Eu me lembro de quando éramos crianças e brincávamos o carnaval em Jacaraípe, litoral capixaba. Todos os primos juntos em uma casa enorme, fantasias diferentes e uma matinê em um clube lindo chamado Riviera. A preparação já era uma festa. Bailarinas, Batman, Robin, Super Man, gatinhas e tudo mais o que a imaginação deixasse e as mães conseguissem realizar.
No clube, brincadeiras, marchinhas de carnaval, muito confete e serpentina. E à noite, esgotados, dormíamos sob os cuidados da sempre super vovó Wanda enquanto chegava a vez dos nossos pais irem ao baile do mesmo clube. Sempre achei que fosse chegar a minha vez de deixar meus filhos dormindo aos cuidados dos avós para ir ao tão sonhado baile da carnaval do Riviera. Logo depois, trocamos Jacaraípe por Guarapari, e os nossos verões e carnavais eram passados lá. Chegamos a ir algumas vezes na matinê do clube Siribeira, e até mesmo aos bailes à noite, quando já tínhamos uns quatorze, quinze anos. Mas logo depois, os bailes deixaram de existir. Não sei se porque o clube deixou de fazê-los ou se porque as pessoas perderam o interesse. Cidade maravilhosa, Mamãe eu quero, A cabeleira do Zezé, Pierrot e Colombina só eram mesmo lembrados por grupinhos de saudosos senhores e senhoras que tocavam seus instrumentos isolados em algum canto. Arlequim não chorava mais pelo amor da Colombina, mas sim acompanhava um trio elétrico afogando todas as mágoas do ano ao som de axé. Passou até a competir com outros pierrot solitários em um jogo cujo vencedor era aquele que beijasse mais colombinas diferentes em uma só noite. Dificilmente Arlequim estava em condições de lembrar o tal número para se sagrar vencedor, mas, o que importa? Que não me levem a mal, hoje é carnaval! Colombinas passaram a agir da mesma forma, afinal, elas tem direitos iguais. No carnaval e em qualquer época do ano.
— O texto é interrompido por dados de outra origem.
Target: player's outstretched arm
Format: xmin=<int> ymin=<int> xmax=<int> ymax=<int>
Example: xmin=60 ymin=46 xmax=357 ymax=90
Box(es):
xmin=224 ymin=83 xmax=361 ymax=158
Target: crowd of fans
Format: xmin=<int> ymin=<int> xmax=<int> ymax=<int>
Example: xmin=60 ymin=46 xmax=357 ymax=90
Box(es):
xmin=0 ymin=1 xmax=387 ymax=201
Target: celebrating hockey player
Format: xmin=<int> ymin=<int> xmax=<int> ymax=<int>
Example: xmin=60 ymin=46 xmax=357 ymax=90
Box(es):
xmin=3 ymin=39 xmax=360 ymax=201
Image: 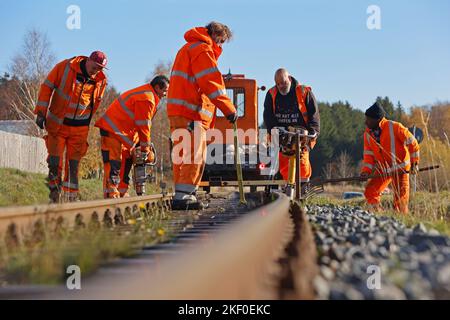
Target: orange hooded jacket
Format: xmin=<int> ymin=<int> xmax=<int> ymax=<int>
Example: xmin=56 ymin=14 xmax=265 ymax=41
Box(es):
xmin=34 ymin=56 xmax=107 ymax=134
xmin=95 ymin=84 xmax=159 ymax=151
xmin=167 ymin=27 xmax=236 ymax=128
xmin=361 ymin=118 xmax=420 ymax=174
Alecrins e Colombinas deixaram as fantasias de lado e passaram a vestir-se todos iguais, pois, fantasia, agora, se chama Abadá, e é o passaporte para seguir o trio elétrico escolhido de forma, digamos, protegida. Melhor? Pior? Não sei. Nunca vivi o carnaval do Abadá. Não ainda. E não sei se viverei. Agora, com minhas filhas, voltei à Guarapari aonde passei muitos de meus carnavais e me surpreendi com o que vi. A rua cheia de crianças fantasiadas, pierrots, colombinas, palhacinhos, fadinhas, borboletas, super-heróis, todos com muito confete e serpentina e devidamente acompanhados de seus pais. Crianças de todas as idades. As antigas marchinhas de carnaval dominavam as caixas de som, alternando-se com algumas músicas de axé e sambas-enredo. Alguns blocos com os necessários passaportes chamados Abadás, mas muita, muita fantasia, na verdadeira acepção da palavra.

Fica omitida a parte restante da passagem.